The QL DataFlow library provides functionality for tracking tainted data through various steps in the source code. This is known as taint tracking. For example, data gets tracked through various method calls:

IOUtils.copy(remoteUserInput, output);   // output is now also tainted because the function copy preserves the data.

To make use of the taint tracking functionality in the DataFlow library, let’s define the in argument to ContentTypeHandler.toObject(…) as a tainted source. First, we define how the query should recognize the ContentTypeHandler interface and the method toObject.

/**The ContentTypeHandler Java class in Struts**/
class ContentTypeHandler extends Interface {
  ContentTypeHandler() {
    this.hasQualifiedName("org.apache.struts2.rest.handler", "ContentTypeHandler")
  }
}

/** The method `toObject` */
class ToObjectDeserializer extends Method {
  ToObjectDeserializer() {
    this.getDeclaringType().getASupertype*() instanceof ContentTypeHandler and
    this.getSignature = "toObject(java.io.Reader,java.lang.Object)"
  }
}

Here we use getASupertype*() to restrict the matching to any class that has ContentTypeHandler as a supertype.

Next we want to mark the first argument of the toObject method as an untrusted data source, and track that data as it flows through the code paths. To do that, we extend the FlowSource class in QL’s dataflow library:

/**Mark the first argument of `toObject` as a dataflow source**/
class ContentTypeHandlerInput extends FlowSource {
  ContentTypeHandlerInput() {
    exists(ToObjectDeserializer des |
      des.getParameter(0).getAnAccess() = this
    )
  }
}

Intuitively, this definition says that any access to the first parameter of a toObject method, as captured by ToObjectDeserializer above, is a flow source. Note that for technical reasons, flow sources have to be expressions. Therefore, we identify all accesses of that parameter (which are expressions) as sources, rather than the parameter itself (which isn’t).

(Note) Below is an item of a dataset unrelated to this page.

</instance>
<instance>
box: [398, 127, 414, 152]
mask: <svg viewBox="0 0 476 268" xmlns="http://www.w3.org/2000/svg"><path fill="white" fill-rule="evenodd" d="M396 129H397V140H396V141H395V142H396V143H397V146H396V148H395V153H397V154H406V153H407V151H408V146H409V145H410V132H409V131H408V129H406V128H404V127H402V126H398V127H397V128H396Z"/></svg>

Now that we have the definition for a dataflow source, we can look for places where this tainted data is used in an unsafe deserialization method. We don’t have to define that method (the sink) ourselves as it is already in the Deserialization of user-controlled data query (line 64: UnsafeDeserializationSink, we will need to copy its definition into the query console). Using this, our final query becomes:

from ContentTypeHandlerInput source, UnsafeDeserializationSink sink
where source.flowsTo(sink)
select source, sink

Here we use the .flowsTo predicate in FlowSource for tracking so that we only identify the cases when unsafe deserialization is performed on a ContentTypeHandlerInput source.

When I ran the customized query on Struts there was exactly one result (Running it now will yield no result as the fix has been applied). I verified that it was a genuine remote code execution vulnerability before reporting it to the Struts security team. They have been very quick and responsive in working out a solution even though it is a fairly non-trivial task that requires API changes. Due to the severity of this finding I will not disclose more details at this stage. Rather, I will update this blog post in a couple of weeks’ time with more information.

Vendor Response

17 July 2017: Initial disclosure.
02 August 2017: API changes in preparation for patch.
14 August 2017: Patch from Struts for review.
16 August 2017: Vulnerability officially recognized as CVE-2017-9805
5 September 2017: Struts version 2.5.13 released

Mitigate unsafe deserialization risk with lgtm

lgtm runs the standard Deserialization of user-controlled data query on all Java projects. If your project uses deserialization frameworks detected by that query, and has user-controlled data reaching a deserialization method, you may see relevant alerts for this query on lgtm.com. Check any results carefully. You can also enable lgtm’s pull request integration to prevent serious security issues like these from being merged into the code base in the first place.

If your project uses other deserialization frameworks, then you can use the query console to create your own custom version of the standard query.